ADF mostly helps the industry through its institutional publication Il Quaderno della Distribuzione Farmaceutica. In addition, ADF Service Srl publishes ADF Informa, a daily news bulletin referencing all the prices variations, commercial dispositions and legal evolutions that could be useful to the associates as well as the industry. Other news bulletins are specialized in legal aspects or sanitary aspects. Last but not least, ADF is strongly involved in training activities. All the associates adopted ISO quality certifications in this regard, and their personnel is carefully following the very strict controls and screenings it implies.
Looking at the future, in a context of consolidation and pharmaceutical clusters, which strategies shall be put in place in order to further enhance the competitiveness of intermediate distribution?
The future of the pharmaceutical industry is full of shadows. Laboratories tend to melt together in order to create entities that will be strong enough to face the current challenges- such as the lack of new chemical entities able to generate blockbuster drugs, the prevalence of costly biotech products moving from mass distribution to a very selective hospital-orientated distribution, and the genericization of primary care. Distributors clearly have to take these evolutions into account, and therefore put an end to the former strategy based on low economic value. In this context, the best way to ensure the long-term sustainability of the distribution sector is to bet on the future of pharmacies as centres of socialisation and medical advice, much beyond their commercial function that can be executed by supermarkets.

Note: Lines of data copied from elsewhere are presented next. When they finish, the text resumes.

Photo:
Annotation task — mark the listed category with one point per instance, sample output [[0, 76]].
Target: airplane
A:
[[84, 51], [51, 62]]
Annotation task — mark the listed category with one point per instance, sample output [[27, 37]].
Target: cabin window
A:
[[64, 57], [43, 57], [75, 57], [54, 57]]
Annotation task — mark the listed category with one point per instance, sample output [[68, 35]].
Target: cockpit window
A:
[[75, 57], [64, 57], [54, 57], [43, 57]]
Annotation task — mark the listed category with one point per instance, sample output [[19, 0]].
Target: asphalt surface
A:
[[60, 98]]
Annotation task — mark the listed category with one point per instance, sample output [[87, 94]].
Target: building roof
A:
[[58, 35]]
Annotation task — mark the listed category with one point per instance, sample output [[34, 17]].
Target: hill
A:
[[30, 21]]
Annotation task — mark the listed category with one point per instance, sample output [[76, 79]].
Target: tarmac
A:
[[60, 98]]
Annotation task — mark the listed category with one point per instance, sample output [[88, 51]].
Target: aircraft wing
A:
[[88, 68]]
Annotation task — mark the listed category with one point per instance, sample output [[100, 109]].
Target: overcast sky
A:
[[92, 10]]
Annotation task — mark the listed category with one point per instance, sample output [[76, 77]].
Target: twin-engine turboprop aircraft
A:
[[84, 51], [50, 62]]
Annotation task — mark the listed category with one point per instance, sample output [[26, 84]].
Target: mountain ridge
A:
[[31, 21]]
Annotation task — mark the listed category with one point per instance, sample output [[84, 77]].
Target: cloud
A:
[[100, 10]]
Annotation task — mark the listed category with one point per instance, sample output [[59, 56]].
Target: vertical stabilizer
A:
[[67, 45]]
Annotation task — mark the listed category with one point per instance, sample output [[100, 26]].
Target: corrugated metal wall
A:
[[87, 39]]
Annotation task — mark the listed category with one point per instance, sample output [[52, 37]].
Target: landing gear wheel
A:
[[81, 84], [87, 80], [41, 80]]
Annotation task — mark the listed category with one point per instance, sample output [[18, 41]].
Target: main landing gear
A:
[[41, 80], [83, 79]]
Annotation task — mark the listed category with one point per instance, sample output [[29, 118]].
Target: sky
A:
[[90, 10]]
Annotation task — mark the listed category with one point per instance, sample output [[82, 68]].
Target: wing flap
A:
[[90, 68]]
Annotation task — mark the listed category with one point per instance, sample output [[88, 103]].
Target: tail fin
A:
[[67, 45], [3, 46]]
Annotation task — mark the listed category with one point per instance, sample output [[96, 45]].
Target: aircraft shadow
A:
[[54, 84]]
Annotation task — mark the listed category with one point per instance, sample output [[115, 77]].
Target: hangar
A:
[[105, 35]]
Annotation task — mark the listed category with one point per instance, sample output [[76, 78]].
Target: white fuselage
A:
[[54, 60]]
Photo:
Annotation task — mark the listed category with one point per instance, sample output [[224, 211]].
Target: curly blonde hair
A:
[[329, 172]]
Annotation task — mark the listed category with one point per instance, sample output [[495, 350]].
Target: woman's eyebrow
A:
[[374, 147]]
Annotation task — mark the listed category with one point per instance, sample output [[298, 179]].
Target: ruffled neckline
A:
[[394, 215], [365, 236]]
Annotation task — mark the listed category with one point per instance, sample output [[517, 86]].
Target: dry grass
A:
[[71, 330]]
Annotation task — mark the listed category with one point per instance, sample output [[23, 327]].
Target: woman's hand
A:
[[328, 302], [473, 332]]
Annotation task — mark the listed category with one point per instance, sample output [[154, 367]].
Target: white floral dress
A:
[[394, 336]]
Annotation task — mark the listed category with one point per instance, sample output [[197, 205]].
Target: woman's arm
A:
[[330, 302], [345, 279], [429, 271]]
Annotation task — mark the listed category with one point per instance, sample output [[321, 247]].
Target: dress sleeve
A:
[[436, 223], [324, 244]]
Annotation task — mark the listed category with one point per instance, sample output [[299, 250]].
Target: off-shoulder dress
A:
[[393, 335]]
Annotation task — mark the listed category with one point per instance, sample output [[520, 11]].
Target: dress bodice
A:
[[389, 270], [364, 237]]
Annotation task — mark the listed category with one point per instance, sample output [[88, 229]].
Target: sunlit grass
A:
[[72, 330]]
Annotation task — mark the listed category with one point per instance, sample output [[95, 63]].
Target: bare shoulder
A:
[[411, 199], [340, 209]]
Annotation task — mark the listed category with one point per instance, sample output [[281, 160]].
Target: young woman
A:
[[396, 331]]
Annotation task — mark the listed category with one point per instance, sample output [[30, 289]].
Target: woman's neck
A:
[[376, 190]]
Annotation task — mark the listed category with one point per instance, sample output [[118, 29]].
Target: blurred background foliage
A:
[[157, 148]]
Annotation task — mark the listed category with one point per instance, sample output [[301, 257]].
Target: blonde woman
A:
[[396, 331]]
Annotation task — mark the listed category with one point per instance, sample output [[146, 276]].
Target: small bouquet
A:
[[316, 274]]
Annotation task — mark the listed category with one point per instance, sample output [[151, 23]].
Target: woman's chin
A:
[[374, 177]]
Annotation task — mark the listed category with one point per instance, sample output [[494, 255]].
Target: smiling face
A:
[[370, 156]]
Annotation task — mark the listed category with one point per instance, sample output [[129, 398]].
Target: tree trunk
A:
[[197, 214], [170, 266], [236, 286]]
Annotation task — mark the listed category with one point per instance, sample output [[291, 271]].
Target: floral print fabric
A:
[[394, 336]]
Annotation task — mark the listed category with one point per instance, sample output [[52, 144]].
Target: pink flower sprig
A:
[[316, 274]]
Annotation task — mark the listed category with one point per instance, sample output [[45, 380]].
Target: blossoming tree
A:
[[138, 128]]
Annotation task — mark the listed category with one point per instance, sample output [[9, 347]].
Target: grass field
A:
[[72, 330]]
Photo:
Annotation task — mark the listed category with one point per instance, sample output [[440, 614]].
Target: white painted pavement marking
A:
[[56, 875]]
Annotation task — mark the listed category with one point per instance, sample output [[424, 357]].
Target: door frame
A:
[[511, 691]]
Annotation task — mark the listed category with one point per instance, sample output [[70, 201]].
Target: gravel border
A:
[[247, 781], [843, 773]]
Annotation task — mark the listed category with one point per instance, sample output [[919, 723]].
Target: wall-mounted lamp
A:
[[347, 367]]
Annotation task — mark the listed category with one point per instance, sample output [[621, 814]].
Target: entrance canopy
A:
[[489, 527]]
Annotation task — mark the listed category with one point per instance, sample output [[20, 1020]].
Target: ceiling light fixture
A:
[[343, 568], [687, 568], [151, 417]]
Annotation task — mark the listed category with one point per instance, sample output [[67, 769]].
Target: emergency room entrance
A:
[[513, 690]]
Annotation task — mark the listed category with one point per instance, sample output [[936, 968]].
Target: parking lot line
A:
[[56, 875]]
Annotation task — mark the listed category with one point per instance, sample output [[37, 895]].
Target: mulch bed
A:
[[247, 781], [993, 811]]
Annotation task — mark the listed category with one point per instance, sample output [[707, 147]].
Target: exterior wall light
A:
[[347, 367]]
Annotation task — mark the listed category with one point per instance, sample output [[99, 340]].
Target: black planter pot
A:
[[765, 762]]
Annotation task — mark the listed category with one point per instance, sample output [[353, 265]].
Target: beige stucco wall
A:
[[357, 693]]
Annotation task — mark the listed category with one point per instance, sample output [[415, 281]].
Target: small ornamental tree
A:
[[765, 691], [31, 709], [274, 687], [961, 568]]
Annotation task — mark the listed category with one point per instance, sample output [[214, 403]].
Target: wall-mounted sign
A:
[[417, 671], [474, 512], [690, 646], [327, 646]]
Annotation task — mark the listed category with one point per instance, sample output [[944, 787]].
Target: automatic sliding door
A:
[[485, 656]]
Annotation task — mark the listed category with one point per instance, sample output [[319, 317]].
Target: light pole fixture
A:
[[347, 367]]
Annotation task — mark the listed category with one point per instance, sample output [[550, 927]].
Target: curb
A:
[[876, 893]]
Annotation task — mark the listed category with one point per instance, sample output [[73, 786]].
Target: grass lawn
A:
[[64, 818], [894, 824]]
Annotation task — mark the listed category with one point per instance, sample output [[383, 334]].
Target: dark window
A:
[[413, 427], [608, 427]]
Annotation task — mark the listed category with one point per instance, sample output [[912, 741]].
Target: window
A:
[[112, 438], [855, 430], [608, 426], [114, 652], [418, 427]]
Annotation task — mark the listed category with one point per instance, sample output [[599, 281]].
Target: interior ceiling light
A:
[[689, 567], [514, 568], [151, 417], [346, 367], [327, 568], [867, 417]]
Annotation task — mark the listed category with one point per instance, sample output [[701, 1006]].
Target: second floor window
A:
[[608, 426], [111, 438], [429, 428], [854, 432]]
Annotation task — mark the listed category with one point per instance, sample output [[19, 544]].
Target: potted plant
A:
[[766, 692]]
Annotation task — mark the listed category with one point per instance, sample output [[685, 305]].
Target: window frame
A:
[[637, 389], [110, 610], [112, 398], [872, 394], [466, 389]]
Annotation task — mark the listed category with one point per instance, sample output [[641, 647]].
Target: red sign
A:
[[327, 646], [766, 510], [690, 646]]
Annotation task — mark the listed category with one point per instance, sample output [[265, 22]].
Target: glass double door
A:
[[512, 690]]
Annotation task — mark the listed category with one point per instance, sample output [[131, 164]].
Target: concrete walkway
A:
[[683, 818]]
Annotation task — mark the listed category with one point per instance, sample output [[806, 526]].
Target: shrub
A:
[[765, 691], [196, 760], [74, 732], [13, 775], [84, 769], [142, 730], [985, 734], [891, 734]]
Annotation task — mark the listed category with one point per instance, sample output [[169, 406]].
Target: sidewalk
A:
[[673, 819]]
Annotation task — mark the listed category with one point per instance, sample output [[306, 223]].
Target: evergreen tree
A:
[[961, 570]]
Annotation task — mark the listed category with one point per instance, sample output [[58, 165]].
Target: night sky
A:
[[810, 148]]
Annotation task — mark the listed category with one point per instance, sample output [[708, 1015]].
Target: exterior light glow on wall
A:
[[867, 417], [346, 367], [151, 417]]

As a final message to the readers of pharmaceutical executive, could you share you long-term vision for the Italian distribution and your ambitions for ADF in the coming years?
Before looking for new strategies, the healthcare sector has to understand what are its ambitions and its intangible values. It is all about choosing to build a society based on profit, consumption and competition, or a people-centred harmonized community. Indeed, citizens now need more than ever to be protected against the fears of pain and illness- which represent no less than the fear of death. The role of healthcare operators is to build an environment in which the economic, industrial and distributive systems can provide answers to these deep sentiments. According to ADF, health has to be the central element to protect individuals, and we will do our best for this objective to be achieved- through pharmacies able to provide a wide range of professional services, GPs that are friends and advisors much more than bureaucrats, and distributors able to adapt to these trends.